The party was completed by Lord John MacNeill, Marquis of Ballybucklebo, and his sister, Myrna. Both were widowed and O’Reilly wondered if they were thinking of their lost loves, perhaps moved, as he was, by the obvious bond between Bertie Bishop and Flo.
He returned his gaze to Flo, took a pull on his pint of Guinness, placed it on the table, and stuck his pipe back in his mouth. He thought of the aria’s final words, but in the original French, which his father had insisted he and his brother Lars learn and which O’Reilly had polished with some French cruiser officers while serving in Alexandria on HMS Warspite during the war:
Ah! respond to Love’s caresses,
Join in all my soul expresses!
Flo stood for a few seconds, then bowed as deeply as her considerable waist would allow.
Bertie was on his feet, hands ready to clap, but before the applause could begin, O’Reilly, with his basso voice, finished the aria with Sampson’s reply:
“Dalila! Dalila! Je t’aime!”
Bertie said with a smile, “That’s my line, Doctor.”
The room erupted. Not with its usual racket—say for a well-sung Irish song or neatly performed sean-nos hard-shoe dance—of whistles, foot stamping, and cries of, “You done good, you-girl-ye.” No, tonight the audience responded with all the decorum that would be accorded a professional opera singer. Flo Bishop was given a standing ovation and the hand clapping was deafening.
O’Reilly looked over to the contest’s judges, Father O’Toole and the Reverend Mister Robinson. From the way the men were grinning at each other, they were not going to have any difficulty deciding the winner, even if she was one of the event organisers. So far tonight a cèilidh band had played, Alan Hewitt had sung Irish songs, six girl dancers from the Dympna Kelly School of dance had skipped and jigged, and even O’Reilly himself had performed a rousing sea shanty—and there was only one more act to come.
The applause gradually died, replaced by the scraping of chair legs on the floor as people retook their seats and the dull hum of renewed conversations. A single voice that O’Reilly could not identify remarked above the murmuring, “—and Rod Laver beat John Newcombe in Melbourne in the men’s tennis finals the day.”
O’Reilly watched as Councillor Bertie Bishop helped his wife down, hugged her, and Ulster reticence be damned, planted a firm kiss on her lips before letting her accept the congratulations of some of the nearest members of the audience.

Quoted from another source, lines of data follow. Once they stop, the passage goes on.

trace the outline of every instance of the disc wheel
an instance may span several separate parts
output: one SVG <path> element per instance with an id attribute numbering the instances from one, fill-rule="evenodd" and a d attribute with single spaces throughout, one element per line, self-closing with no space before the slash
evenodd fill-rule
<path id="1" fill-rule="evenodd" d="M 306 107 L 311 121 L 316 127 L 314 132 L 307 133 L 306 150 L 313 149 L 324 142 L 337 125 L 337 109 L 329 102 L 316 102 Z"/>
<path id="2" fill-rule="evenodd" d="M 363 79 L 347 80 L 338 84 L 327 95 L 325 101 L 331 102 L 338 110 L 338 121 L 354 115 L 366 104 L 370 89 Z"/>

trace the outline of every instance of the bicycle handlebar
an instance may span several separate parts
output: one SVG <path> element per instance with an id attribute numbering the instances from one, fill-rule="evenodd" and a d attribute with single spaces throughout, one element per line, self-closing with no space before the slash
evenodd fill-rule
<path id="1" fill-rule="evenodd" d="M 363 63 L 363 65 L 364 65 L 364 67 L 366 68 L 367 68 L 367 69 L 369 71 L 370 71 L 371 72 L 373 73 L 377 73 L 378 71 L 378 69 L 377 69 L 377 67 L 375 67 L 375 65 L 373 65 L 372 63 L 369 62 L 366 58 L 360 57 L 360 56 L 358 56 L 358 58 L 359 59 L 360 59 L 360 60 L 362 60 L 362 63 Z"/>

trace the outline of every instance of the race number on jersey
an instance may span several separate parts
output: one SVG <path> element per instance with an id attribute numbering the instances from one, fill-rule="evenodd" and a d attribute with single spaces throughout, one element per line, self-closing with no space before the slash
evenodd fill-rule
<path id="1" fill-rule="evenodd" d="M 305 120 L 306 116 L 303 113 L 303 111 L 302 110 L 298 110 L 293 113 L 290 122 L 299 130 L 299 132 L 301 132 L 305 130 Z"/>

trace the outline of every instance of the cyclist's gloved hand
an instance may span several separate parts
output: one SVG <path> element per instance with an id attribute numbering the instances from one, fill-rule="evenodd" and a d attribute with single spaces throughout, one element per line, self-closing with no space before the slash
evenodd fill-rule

Her place onstage was taken by a carroty-haired buck-toothed young man. “All right, youse lot. Settle down. Settle down.” He waved his right hand, palm down. “Crikey, Flo, but you done very good. Very good indeed. You was sticking out a mile.” There was awe in his tone. “You have the voice of an angel, so you have.”

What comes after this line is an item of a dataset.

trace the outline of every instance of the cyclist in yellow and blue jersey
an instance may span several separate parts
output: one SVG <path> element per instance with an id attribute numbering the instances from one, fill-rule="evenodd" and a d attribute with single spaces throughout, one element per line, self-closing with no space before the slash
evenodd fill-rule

Flo blushed and inclined her head.
More applause.
Since Bertie had made Donal a partner in the Bishop Building Company in May, willing the company to him when both Bishops died, the Bishops and the Donnellys were on Christian-name terms. Indeed, Bertie now treated Donal like the son he’d never had.
“I’ll say that again,” Donal said when a semblance of quiet had returned. “Voice of an angel.”
“Aye, Mrs. Bishop has that,” yelled Dapper Frew, Donal’s best friend. “And you, you bollix, Donal Donnelly, you can’t carry a tune in a bucket. I hope you’re not planning to sing nothing.”
Much laughter.
“Get on with what you’re going til say. There’s folks here with their tongues hanging out for a jar.”